Horror w Stalowej Woli - relacja z meczu Stal Stalowa Wola - Energa Czarni Słupsk

Koszykarze Stali Stalowa Wola odnieśli szóste zwycięstwo w obecnych rozgrywkach. Zielono-czarni we własnej hali pokonali w sobotni wieczór Energę Czarnych Słupsk. O zwycięstwie Stalówki zdecydowała dwa celne rzuty na osiem sekund przed końcem Jarryda Loyda.

Kamil Górniak
Kamil Górniak

Wyrównana pierwsza kwarta

Spotkanie rozpoczęło się od dwóch punktów zdobytych przez Marcina Srokę, który nie był w pełni sił po przebytej chorobie.

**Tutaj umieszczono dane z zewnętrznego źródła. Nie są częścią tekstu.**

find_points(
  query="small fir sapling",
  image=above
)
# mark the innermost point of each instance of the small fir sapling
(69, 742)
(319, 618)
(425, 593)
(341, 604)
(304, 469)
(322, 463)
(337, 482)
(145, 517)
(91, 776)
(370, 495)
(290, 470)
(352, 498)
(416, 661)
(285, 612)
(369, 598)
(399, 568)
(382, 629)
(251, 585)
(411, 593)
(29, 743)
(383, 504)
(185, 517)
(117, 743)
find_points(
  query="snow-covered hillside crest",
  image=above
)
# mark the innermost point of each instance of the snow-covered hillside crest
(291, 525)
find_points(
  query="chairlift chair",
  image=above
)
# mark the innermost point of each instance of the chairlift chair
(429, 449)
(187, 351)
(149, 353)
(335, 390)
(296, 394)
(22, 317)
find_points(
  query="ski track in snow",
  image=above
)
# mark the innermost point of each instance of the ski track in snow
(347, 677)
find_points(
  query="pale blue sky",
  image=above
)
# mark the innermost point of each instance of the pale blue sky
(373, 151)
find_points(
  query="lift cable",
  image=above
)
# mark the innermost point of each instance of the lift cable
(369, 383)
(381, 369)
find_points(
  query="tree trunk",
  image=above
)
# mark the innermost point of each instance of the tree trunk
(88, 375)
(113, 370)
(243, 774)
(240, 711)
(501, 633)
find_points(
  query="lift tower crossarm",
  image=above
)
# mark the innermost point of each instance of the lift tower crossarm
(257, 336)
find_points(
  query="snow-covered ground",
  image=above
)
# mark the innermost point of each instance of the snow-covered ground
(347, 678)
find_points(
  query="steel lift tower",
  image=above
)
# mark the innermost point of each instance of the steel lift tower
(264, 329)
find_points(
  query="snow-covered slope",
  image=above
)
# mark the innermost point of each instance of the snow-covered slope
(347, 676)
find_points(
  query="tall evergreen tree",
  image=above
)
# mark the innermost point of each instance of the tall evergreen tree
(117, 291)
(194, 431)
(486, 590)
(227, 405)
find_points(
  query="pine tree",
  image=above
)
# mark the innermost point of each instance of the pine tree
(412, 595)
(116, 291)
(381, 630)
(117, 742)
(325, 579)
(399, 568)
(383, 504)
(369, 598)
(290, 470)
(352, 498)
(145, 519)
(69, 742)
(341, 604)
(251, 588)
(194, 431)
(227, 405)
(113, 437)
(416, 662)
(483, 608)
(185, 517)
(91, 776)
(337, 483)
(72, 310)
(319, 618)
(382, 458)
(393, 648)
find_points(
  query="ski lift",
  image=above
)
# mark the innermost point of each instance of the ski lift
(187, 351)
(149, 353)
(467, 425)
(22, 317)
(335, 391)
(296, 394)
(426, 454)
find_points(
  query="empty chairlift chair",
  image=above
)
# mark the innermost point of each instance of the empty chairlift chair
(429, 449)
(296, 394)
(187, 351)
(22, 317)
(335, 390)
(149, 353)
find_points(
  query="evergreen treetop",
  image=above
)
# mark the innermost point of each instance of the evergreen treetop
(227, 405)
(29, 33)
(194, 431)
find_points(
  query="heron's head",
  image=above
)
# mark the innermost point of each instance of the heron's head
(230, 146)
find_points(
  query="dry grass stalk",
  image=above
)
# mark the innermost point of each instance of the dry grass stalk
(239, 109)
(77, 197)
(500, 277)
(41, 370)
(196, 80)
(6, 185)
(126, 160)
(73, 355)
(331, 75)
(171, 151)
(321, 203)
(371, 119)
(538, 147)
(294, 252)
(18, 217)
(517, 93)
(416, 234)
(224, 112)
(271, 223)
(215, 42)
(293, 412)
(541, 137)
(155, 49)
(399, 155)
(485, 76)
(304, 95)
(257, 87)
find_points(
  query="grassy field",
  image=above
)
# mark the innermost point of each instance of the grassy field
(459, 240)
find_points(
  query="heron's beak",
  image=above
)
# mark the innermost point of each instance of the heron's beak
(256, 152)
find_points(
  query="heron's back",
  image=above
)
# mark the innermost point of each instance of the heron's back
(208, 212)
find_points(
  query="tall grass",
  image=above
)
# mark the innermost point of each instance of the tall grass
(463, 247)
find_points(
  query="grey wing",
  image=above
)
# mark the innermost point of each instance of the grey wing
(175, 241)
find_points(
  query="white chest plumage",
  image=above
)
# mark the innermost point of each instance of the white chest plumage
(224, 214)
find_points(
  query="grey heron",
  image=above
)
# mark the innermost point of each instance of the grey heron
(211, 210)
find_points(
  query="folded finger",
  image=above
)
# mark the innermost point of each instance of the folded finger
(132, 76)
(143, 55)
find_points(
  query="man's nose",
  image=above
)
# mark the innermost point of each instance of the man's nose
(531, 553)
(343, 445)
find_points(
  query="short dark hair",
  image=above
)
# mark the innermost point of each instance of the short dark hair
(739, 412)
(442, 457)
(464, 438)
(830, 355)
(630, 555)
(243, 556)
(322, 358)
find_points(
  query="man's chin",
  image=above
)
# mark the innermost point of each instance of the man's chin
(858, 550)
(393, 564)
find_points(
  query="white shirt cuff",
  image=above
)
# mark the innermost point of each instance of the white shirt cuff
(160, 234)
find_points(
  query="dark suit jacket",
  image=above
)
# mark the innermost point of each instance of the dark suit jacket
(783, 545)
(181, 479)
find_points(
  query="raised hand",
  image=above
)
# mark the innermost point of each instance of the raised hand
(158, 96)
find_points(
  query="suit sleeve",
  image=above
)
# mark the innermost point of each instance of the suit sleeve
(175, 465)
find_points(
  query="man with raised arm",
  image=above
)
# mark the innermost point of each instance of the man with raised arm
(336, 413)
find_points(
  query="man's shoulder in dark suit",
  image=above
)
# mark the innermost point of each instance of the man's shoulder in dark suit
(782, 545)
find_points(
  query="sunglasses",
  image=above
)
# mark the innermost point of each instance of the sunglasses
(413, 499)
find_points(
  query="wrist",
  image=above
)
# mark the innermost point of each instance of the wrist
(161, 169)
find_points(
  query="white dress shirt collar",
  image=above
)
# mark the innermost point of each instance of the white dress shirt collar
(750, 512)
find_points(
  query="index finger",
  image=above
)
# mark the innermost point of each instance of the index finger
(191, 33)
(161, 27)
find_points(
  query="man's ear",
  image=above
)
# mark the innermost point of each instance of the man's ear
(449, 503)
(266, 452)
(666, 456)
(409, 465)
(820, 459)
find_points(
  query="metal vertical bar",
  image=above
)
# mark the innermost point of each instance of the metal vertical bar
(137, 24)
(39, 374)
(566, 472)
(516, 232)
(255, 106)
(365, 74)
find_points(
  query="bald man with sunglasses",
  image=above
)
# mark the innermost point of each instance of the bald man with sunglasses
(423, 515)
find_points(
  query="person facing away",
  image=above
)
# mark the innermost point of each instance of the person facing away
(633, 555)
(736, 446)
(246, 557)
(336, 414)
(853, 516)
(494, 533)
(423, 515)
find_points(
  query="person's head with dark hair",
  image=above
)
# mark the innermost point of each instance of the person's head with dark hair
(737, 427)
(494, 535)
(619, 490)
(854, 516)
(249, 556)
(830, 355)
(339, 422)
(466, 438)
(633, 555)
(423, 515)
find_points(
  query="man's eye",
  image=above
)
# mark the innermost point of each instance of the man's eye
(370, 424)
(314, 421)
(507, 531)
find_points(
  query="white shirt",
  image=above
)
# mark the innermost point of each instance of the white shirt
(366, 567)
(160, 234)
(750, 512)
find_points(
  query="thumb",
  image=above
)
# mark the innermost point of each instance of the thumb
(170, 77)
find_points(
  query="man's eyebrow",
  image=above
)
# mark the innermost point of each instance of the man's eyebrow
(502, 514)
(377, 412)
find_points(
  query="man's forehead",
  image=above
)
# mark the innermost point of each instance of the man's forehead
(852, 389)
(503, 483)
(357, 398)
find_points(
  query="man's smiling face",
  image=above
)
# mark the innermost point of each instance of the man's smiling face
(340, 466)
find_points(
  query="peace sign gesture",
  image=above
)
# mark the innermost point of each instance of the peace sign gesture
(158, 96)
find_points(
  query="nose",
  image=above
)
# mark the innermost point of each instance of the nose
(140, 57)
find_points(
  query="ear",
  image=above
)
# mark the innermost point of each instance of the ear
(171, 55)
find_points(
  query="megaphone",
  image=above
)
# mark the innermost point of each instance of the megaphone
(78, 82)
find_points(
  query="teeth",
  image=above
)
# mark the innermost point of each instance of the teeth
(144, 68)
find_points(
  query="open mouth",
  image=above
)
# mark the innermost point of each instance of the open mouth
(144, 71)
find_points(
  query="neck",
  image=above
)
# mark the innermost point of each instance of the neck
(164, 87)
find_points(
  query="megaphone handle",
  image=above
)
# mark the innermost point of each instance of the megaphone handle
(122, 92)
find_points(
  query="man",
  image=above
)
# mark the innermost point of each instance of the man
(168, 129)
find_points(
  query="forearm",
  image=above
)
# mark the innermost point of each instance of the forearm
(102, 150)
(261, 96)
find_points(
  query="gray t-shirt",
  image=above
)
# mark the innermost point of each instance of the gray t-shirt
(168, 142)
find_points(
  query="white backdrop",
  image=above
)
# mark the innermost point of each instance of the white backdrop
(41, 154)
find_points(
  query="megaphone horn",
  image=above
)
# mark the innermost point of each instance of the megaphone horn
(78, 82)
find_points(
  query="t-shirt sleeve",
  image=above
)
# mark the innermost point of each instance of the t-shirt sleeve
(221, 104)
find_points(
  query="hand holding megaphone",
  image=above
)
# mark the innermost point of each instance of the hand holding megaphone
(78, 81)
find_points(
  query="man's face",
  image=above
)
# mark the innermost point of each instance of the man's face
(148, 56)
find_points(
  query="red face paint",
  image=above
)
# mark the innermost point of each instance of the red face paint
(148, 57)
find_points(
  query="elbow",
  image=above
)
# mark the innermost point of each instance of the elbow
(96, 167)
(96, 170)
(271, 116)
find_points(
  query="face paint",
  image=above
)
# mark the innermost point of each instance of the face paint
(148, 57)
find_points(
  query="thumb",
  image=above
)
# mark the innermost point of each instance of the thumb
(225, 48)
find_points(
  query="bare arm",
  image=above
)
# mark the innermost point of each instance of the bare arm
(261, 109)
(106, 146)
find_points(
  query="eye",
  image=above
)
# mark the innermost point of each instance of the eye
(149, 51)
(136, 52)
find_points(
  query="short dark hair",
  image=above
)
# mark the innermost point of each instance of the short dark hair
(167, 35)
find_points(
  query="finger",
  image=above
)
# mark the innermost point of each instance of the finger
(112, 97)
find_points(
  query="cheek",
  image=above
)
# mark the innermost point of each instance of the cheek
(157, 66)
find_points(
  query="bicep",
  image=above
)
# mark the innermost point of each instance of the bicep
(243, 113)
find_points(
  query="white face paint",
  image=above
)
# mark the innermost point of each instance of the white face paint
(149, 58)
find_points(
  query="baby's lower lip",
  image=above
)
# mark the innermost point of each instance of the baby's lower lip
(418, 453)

Potem właściwie przez jedenaście minut na boisku toczyła się wyrównana walka. Żaden z zespołów nie potrafił odskoczyć. Praktycznie przez ten cały czas trwała wymiana ciosów. Sporadycznie, któraś z ekip zdobyła z rzędu więcej niż trzy oczka. Ani Stal ani Czarni nie potrafili wyjść na większe niż trzypunktowe prowadzenie. W pierwszej kwarcie pięć razy zmieniało się prowadzenie i czterokrotnie (oprócz początkowego 0:0) był remis. Goście po raz ostatni prowadzili na nieco ponad minutę przed końcem pierwszych dziesięciu minut.

Bardzo dobre sześć minut Stalówki

Pierwsze sześć minut drugiej odsłony meczu to popis gospodarzy. W tym okresie zielono-czarni zdobyli 17 oczek, a pozwolili sobie rzucić tylko 6. W 16. minucie pojedynku Stalowcy prowadzili 35:24. Potem nastąpił przestój, gra błędów z obu stron. Stal nie potrafiła wykończyć bardzo łatwych akcji. Gospodarze zaprzepaścili szansę na kilka łatwych punktów i na powiększenie 11-punktowej przewagi. Wykorzystali to Czarni, którzy dzięki dwóm trójkom Sroki zniwelowali stratę do pięciu punktów. Tuż przed przerwą gra się wyrównała i ostatecznie po 20 minutach gry na tablicy widniał rezultat 42:35.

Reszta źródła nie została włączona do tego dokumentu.